Let’s now take a look at the spread of these polling results - remember our data points are coming from multiple survey results. We’ll do this by looking at boxplots of the same data used for the visual above, only we won’t take the average of the values for each category. This will help us get a feel for the median, IQR, and range of those in favor of stricter gun laws based on party.
support_type_unfiltered <- new_guns %>% dplyr::filter(Poll_Question == "stricter-gun-laws") %>% tidyr::gather(key = "support_classification", value = Support_Percentage, Avg_Support_Perc, Republican_Perc_Support, Democratic_Perc_Support)
ggplot(data = support_type_unfiltered) +
aes(x = support_classification, y = Support_Percentage) +
geom_boxplot() +
labs("Box Plots of Support Percentages for Increased Gun Control", x = "Support Classification", y = "Percentage of those in Support")
Looking at the above boxplots, one thing sticks out prominently - the median value of the Republicans in support of stricter gun laws. This tells me that there is some significant deviation between the results of each polling agency. Does this indicate potential bias? In addition, the Democratic support percentages are so much higher than the Republican’s support percentage, that looking at an average sentiment is almost misleading (which is the way FIveThirtyEitht displays them).
Let’s now take a look at some of the responses for the other questions. For a general understanding of overall support of stricter gun laws, we’ll visualize the average support percentage. The labels on the chart below are associated with the following questions:
guns_questions <- new_guns %>%
group_by(Poll_Question) %>%
summarize(Avg_Support_Perc = round(mean(Avg_Support_Perc),2))
ggplot(data = guns_questions) +
aes(x = Poll_Question, y = Avg_Support_Perc, fill = Poll_Question) +
geom_bar(stat = "identity") +
geom_text(aes(label = Avg_Support_Perc), position=position_dodge(width=0.9), vjust=-0.25) +
theme_minimal()
The chart above indicates that America was in favor of stronger gun policies after the shooting. However, as we discovered, with the Democrat’s high percentages in favor of stricter gun laws and the Republican’s low percentages, the average may not be a good way to look at this data.
To extend the analysis, we would really need to look at each party individually (and perhaps even by polling agency) - and based on the polarity we saw in the boxplot, I’m not sure we’d be able to draw any strong conclusions.

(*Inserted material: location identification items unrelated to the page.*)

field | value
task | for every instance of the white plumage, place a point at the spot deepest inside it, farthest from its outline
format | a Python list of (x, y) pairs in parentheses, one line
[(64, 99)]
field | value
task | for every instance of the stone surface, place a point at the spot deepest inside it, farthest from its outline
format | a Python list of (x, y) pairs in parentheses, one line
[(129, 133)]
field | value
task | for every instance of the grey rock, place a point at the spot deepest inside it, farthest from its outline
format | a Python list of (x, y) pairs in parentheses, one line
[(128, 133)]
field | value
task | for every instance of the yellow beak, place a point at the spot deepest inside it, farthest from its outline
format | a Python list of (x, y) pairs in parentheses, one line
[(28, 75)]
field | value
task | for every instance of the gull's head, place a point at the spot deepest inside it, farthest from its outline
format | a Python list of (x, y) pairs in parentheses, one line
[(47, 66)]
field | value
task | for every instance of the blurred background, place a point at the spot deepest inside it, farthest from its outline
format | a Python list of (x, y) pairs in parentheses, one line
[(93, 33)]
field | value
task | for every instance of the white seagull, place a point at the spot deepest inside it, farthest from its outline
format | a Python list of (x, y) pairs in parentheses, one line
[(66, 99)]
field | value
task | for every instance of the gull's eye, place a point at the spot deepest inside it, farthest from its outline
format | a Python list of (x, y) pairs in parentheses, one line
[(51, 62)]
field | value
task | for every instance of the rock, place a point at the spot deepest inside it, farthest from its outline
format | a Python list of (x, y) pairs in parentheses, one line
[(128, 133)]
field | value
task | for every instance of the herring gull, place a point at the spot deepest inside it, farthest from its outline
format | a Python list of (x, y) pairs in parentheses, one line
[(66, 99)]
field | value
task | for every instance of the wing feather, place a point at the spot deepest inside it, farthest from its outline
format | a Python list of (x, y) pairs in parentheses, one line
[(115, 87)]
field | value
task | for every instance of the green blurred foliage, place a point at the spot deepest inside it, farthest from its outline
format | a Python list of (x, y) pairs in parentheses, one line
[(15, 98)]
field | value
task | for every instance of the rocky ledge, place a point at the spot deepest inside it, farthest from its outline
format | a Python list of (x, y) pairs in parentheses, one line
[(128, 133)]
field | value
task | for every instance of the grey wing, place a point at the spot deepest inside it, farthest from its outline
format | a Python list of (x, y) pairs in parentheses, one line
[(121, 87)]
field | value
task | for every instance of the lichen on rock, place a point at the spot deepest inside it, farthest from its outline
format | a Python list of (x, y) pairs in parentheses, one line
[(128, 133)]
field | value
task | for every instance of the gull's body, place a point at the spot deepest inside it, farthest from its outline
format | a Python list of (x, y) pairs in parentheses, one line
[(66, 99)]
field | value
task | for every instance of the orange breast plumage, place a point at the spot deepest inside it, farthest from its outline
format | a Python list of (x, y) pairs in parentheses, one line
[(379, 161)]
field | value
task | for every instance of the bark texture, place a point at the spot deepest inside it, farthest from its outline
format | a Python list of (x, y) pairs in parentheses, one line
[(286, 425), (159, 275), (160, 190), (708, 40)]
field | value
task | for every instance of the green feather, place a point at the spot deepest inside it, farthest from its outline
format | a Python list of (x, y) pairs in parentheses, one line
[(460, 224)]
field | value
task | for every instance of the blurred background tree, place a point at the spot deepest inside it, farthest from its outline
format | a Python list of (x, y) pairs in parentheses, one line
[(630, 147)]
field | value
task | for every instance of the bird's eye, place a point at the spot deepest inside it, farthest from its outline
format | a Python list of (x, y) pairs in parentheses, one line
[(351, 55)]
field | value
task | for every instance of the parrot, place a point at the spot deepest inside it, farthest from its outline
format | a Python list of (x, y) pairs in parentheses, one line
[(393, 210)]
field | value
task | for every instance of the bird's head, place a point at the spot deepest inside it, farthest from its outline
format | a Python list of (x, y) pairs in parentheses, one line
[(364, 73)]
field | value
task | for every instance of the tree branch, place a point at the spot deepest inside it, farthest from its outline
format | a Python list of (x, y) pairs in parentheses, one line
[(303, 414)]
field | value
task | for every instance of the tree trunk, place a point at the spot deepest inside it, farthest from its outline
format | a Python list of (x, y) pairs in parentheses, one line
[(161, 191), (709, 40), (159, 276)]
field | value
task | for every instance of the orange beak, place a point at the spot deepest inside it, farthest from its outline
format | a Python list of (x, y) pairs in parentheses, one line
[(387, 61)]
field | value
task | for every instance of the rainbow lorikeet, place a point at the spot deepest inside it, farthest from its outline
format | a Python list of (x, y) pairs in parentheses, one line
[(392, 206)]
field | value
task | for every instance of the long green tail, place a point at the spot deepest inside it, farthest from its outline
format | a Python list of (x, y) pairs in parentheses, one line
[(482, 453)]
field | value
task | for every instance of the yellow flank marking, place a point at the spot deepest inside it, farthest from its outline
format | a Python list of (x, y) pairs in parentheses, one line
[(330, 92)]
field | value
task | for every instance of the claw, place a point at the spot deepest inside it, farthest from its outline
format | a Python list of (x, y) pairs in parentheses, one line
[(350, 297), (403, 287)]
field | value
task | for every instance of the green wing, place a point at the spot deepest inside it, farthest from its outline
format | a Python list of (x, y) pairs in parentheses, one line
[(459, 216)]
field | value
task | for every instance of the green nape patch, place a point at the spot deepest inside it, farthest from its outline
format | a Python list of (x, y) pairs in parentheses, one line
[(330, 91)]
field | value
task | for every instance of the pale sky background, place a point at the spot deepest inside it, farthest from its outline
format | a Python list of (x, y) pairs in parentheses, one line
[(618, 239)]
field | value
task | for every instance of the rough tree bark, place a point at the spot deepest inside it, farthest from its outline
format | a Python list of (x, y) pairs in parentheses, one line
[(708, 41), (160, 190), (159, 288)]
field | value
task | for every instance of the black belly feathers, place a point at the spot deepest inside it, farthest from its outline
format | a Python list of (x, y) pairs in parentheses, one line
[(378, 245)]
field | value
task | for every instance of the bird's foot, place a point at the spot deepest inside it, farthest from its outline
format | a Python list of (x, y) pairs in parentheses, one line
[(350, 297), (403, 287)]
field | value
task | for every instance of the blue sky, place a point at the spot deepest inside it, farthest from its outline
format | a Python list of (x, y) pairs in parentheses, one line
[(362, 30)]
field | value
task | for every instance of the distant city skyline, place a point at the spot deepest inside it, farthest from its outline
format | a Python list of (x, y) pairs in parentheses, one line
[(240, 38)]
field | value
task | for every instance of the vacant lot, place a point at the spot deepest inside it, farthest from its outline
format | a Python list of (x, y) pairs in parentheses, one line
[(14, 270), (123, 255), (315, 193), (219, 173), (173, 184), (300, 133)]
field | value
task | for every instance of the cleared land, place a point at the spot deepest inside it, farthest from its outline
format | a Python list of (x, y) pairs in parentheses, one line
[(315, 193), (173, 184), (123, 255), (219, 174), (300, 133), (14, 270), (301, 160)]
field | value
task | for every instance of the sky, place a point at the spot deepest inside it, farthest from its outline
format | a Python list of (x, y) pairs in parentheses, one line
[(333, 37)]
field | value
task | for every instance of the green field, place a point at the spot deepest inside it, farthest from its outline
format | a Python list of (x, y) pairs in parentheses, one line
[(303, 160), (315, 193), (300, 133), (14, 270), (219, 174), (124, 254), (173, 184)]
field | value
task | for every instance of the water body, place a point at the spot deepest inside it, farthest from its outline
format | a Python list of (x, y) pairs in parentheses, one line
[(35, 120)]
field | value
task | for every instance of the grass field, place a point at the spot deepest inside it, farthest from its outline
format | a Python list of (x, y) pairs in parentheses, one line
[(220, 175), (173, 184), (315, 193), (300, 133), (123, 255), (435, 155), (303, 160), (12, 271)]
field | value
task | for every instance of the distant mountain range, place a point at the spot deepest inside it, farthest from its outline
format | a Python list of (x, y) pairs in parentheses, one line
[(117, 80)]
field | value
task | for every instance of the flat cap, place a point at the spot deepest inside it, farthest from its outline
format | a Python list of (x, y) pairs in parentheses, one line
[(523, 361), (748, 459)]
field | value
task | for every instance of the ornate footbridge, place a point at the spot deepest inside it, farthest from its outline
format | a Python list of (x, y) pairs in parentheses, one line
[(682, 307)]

A better analsysis would be to look at polls on gun policy prior to the shooting and then to compare them to these polls done shortly after the shooting. Based on the results we saw here, I’d be particularly interested to see if the percent of Republican’s in favor of stricter gun laws increased after the shooting, or remained relatively stable.